PFsense WAN gateway randomly goes down
-
Re: PFsense random loss of WAN gateway
Hello!
Over the last couple of months especially, I have been experiencing random drops with my WAN. I have tested everything on the hardware side, and am pretty sure it is an issue relating to my ISP and not my hardware. The posts here seem to have a lot in common with my issue, and they may be possible solutions, but I wanted to elaborate and ask.
Network = Fiber (Metronet) > ISP-Modem (Motorolla ONT) > Ethernet in Intel quad-port Nic/Dell R210ii pfSense box> Switch > PC or AP.
Basically, at random times every day or two my home network gateway(modem) is lost and the pfsense device thinks there is no internet connection. Indeed, if I reset either the modem -OR- the pfSense Box, everything works fine. I can also fix this problem by manually unplugging the WAN ethernet cable from the pfSense box and plugging it back in
As possible solutions, I have disabled gateway monitoring, but even with that disabled - internet went down a few minutes before this post. Once again, solution was simply to restart the pfsense device.
It's not convenient to keep needing to restart the device, or constantly check myself or need to physically unplug cables or reboot on site. I'd love to just run some sort of rule or command to restart the WAN gateway/firewall every time it thinks it's down. And continue "gateway monitoring".
One post talked about the option of using a CRON command to reboot the device/pfsense every day, but this would still possibly lead to hours of the connection being downand a lot o battery consumption on portable devices that rely on the network as they keep trying to reconnect.
After reading on (mostly) Reddit and these posts:
-
https://forum.netgate.com/topic/167206/gateway-drops-and-never-comes-back
-
https://forum.netgate.com/topic/182286/supersede-dhcp-server-identifier-255-255-255-255-not-working
-
https://forum.netgate.com/topic/174919/pfsense-random-loss-of-wan-gateway (@johnnyf1ve)
-
https://www.reddit.com/r/PFSENSE/s/pzQ47coYzd
A kind Redditor (@dudeman2009 ) replied to that post (Link 3) seems to have come up with the reason this happens, and a proper solution to the root cause. The OP in link 3 seems to have had almost the exact same issue as me, and reported that the Redditor suggested this for his fix:
I Quote:
"Turn gateway monitoring back on. Your issue is not with that. It's with Metronet DHCP relays not responding to unicast renewals, the logs just confirm my suspicions. Perform the following. Goto interfaces > WAN and under DHCP client configuration check the box "Advanced configuration" and under presets select FreeBSD default. Then further down under Lease requirements and requests in the box "Option Modifiers" enter the following supersede dhcp-server-identifier 255.255.255.255
This will ensure you are using the proper renewal timing requests and not an older saved config and also forces PFsense to request WAN lease renewal on broadcast. Since you are behind CGNAT you request your external IP from a DHCP relay that controls your assigned subnet and sends the request to their central server that manages entire groups of subnets.
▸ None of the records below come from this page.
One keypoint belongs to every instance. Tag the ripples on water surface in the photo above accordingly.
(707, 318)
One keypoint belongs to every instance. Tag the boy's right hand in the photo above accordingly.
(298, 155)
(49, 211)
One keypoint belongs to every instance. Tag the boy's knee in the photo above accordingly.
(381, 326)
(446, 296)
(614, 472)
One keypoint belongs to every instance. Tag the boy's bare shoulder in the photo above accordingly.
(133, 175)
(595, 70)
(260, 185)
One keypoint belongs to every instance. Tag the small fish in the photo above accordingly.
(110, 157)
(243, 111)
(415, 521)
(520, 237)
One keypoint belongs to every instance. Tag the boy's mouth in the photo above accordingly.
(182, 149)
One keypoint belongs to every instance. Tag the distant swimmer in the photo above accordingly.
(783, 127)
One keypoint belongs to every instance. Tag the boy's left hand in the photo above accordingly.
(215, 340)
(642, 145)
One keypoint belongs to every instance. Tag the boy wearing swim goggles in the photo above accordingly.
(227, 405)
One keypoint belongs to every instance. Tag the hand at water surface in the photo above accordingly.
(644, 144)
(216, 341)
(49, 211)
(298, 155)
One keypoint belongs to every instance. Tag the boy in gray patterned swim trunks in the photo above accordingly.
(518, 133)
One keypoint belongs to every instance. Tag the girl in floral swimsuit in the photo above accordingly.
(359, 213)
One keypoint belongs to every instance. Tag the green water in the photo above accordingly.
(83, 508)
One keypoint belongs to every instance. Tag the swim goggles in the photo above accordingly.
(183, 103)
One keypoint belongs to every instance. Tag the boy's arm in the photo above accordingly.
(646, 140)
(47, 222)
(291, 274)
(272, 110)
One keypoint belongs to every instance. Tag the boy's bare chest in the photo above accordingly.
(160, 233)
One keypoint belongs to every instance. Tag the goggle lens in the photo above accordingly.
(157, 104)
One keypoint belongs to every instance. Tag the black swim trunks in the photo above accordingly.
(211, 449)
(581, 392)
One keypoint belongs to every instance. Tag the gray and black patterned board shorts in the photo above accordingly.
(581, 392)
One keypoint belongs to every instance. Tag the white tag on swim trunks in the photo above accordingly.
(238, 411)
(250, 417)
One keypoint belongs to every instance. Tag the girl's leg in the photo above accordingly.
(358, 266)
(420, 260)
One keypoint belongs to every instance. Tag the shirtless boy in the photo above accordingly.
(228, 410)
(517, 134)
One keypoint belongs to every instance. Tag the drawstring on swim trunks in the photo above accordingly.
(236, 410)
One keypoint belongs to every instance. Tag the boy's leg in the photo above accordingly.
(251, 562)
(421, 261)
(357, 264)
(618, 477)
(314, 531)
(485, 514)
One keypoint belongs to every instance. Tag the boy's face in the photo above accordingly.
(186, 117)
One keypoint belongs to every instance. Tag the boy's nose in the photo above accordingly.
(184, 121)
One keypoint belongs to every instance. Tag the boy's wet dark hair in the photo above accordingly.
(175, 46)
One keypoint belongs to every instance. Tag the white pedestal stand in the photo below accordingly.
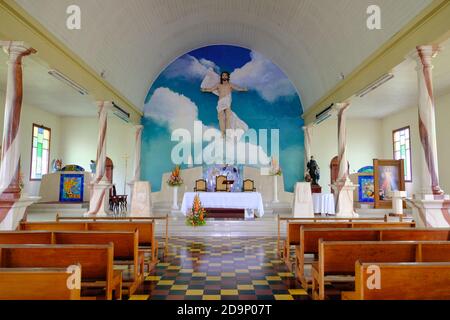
(344, 199)
(17, 212)
(141, 199)
(175, 199)
(430, 211)
(397, 201)
(97, 192)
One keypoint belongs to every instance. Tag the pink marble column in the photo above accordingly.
(100, 187)
(307, 131)
(137, 153)
(10, 156)
(342, 141)
(427, 122)
(343, 187)
(431, 207)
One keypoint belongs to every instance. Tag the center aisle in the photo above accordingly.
(221, 268)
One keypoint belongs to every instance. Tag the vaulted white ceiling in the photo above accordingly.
(313, 41)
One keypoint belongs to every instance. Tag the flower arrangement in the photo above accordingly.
(197, 215)
(175, 178)
(275, 168)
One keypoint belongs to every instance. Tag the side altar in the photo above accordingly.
(66, 186)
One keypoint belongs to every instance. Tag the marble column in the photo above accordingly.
(431, 207)
(99, 202)
(141, 196)
(343, 187)
(307, 130)
(137, 153)
(10, 194)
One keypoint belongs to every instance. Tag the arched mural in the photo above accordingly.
(264, 103)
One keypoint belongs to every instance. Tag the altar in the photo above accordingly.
(229, 200)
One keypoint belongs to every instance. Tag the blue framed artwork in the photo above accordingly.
(366, 189)
(71, 188)
(368, 169)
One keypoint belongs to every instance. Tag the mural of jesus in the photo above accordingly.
(227, 119)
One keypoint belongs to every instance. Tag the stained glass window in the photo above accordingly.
(40, 154)
(402, 150)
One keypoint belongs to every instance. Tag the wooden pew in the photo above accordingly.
(288, 220)
(402, 281)
(96, 262)
(293, 230)
(146, 228)
(126, 250)
(130, 219)
(36, 284)
(338, 258)
(309, 240)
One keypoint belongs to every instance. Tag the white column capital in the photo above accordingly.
(105, 105)
(341, 106)
(16, 48)
(423, 55)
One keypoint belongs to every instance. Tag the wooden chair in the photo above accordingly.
(337, 258)
(293, 229)
(125, 243)
(220, 184)
(37, 284)
(248, 186)
(117, 202)
(200, 185)
(145, 227)
(402, 281)
(309, 241)
(96, 262)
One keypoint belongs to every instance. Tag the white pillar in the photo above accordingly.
(343, 187)
(431, 207)
(11, 204)
(99, 202)
(137, 153)
(307, 130)
(275, 189)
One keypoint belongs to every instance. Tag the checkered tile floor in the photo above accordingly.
(221, 269)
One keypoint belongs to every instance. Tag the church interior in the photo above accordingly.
(225, 150)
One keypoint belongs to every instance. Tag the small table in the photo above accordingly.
(229, 184)
(324, 203)
(227, 200)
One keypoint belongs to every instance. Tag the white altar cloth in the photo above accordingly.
(324, 203)
(303, 201)
(229, 200)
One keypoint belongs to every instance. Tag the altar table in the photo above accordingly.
(228, 200)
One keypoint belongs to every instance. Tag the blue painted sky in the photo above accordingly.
(175, 100)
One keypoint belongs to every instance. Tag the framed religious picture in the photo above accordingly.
(389, 175)
(71, 188)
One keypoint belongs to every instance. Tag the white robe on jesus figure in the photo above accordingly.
(211, 80)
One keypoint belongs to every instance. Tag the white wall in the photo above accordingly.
(75, 141)
(364, 143)
(79, 145)
(409, 117)
(30, 115)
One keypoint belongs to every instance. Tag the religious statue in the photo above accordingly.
(313, 171)
(222, 87)
(56, 165)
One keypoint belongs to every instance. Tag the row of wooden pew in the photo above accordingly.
(40, 251)
(384, 260)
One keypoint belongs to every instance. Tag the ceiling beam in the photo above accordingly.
(431, 26)
(17, 24)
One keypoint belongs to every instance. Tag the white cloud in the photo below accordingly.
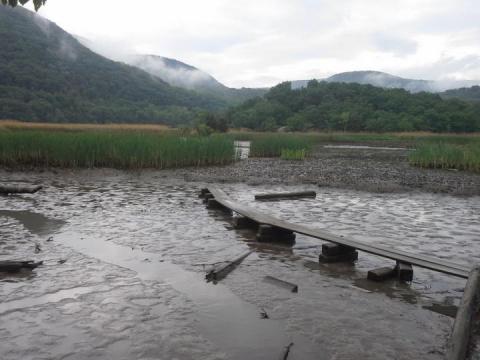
(262, 42)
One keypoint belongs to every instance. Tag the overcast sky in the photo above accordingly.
(263, 42)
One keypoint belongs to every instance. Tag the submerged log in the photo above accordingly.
(459, 340)
(221, 271)
(17, 189)
(286, 351)
(286, 195)
(282, 283)
(15, 266)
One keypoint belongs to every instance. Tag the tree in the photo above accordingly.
(13, 3)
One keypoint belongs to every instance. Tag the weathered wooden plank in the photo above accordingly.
(457, 347)
(221, 271)
(387, 252)
(286, 195)
(15, 266)
(282, 283)
(381, 274)
(17, 189)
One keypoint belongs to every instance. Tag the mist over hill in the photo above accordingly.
(47, 75)
(384, 80)
(186, 76)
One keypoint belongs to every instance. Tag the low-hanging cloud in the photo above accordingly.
(261, 42)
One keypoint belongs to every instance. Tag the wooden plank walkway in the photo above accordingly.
(423, 261)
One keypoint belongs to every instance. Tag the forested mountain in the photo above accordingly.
(354, 107)
(177, 73)
(47, 75)
(467, 94)
(384, 80)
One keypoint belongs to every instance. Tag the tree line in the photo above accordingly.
(353, 107)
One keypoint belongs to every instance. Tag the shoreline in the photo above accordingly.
(375, 170)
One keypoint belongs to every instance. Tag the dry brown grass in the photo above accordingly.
(20, 125)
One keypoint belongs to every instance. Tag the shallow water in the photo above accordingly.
(137, 246)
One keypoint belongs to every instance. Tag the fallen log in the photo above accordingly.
(282, 283)
(17, 189)
(286, 195)
(458, 344)
(221, 271)
(286, 351)
(15, 266)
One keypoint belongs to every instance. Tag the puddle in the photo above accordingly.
(229, 322)
(35, 223)
(359, 147)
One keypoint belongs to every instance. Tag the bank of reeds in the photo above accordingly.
(443, 155)
(132, 150)
(271, 145)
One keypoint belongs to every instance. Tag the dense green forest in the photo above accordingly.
(467, 94)
(47, 75)
(354, 107)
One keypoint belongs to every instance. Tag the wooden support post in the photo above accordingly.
(215, 205)
(268, 233)
(381, 274)
(203, 192)
(332, 253)
(457, 347)
(404, 271)
(241, 222)
(207, 196)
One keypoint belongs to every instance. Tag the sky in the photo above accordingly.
(254, 43)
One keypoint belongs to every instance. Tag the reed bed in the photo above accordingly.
(442, 155)
(20, 125)
(131, 150)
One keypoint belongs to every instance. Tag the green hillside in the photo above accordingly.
(354, 107)
(47, 75)
(467, 94)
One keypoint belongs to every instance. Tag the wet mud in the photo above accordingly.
(135, 247)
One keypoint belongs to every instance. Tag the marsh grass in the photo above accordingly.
(38, 148)
(272, 145)
(289, 154)
(444, 155)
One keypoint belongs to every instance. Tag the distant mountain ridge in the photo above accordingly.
(47, 75)
(186, 76)
(384, 80)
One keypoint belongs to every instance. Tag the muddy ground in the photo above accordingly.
(369, 169)
(125, 254)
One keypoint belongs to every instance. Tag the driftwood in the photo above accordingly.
(221, 271)
(17, 189)
(287, 195)
(16, 266)
(286, 351)
(459, 340)
(282, 283)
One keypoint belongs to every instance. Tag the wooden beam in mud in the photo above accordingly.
(422, 261)
(286, 195)
(221, 271)
(462, 328)
(17, 189)
(12, 266)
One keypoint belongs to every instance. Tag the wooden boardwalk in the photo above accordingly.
(422, 261)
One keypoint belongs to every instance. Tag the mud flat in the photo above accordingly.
(125, 255)
(359, 168)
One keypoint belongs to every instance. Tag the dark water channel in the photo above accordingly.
(133, 249)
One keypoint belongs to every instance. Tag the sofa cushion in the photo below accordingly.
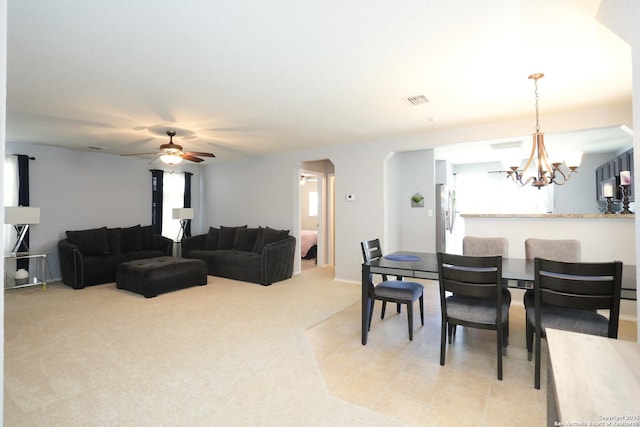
(211, 242)
(114, 241)
(226, 237)
(90, 242)
(267, 236)
(147, 240)
(245, 239)
(131, 239)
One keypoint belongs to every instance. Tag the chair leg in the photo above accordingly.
(530, 332)
(410, 319)
(537, 374)
(505, 337)
(371, 304)
(499, 336)
(443, 336)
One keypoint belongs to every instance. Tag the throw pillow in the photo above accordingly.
(226, 236)
(211, 242)
(91, 242)
(131, 240)
(147, 239)
(245, 239)
(270, 235)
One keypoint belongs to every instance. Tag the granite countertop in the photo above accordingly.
(551, 216)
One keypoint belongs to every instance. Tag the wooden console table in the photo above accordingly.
(592, 380)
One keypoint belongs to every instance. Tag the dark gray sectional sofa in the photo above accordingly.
(90, 257)
(258, 255)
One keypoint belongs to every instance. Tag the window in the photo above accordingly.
(173, 197)
(313, 203)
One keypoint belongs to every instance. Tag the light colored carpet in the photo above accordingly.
(229, 353)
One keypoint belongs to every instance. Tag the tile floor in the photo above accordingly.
(404, 379)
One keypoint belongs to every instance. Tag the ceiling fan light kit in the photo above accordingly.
(172, 154)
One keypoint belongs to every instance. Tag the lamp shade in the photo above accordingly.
(182, 213)
(21, 215)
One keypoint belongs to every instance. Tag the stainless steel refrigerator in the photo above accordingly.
(445, 217)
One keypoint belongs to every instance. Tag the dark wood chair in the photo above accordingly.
(567, 297)
(476, 299)
(565, 250)
(489, 246)
(394, 291)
This is a requirement for CGNAT to work with the topology they have setup and they just don't know what they are doing to properly route a unicast request up to the DHCP servers, they just have really basic routing for broadcasts on port 67 I think."
I am not a network engineer so this is a little tricky for me to understand, but I am curious about a couple of things.
First, if this fix will work for my case as well?
Second, if so, can someone please help me understand what the problem is and why this fix works in a little bit simpler terms? I am genuinely curious why it seems that for Metronet ISP, this seems to be a common issue.My most recent outage happened on 1/5/2024 around 0:00, and persisted until I manually rebooted the system around 0:08. After reboot, sure enough, eveyrhting was back up and working just fine.. until the next outage happens.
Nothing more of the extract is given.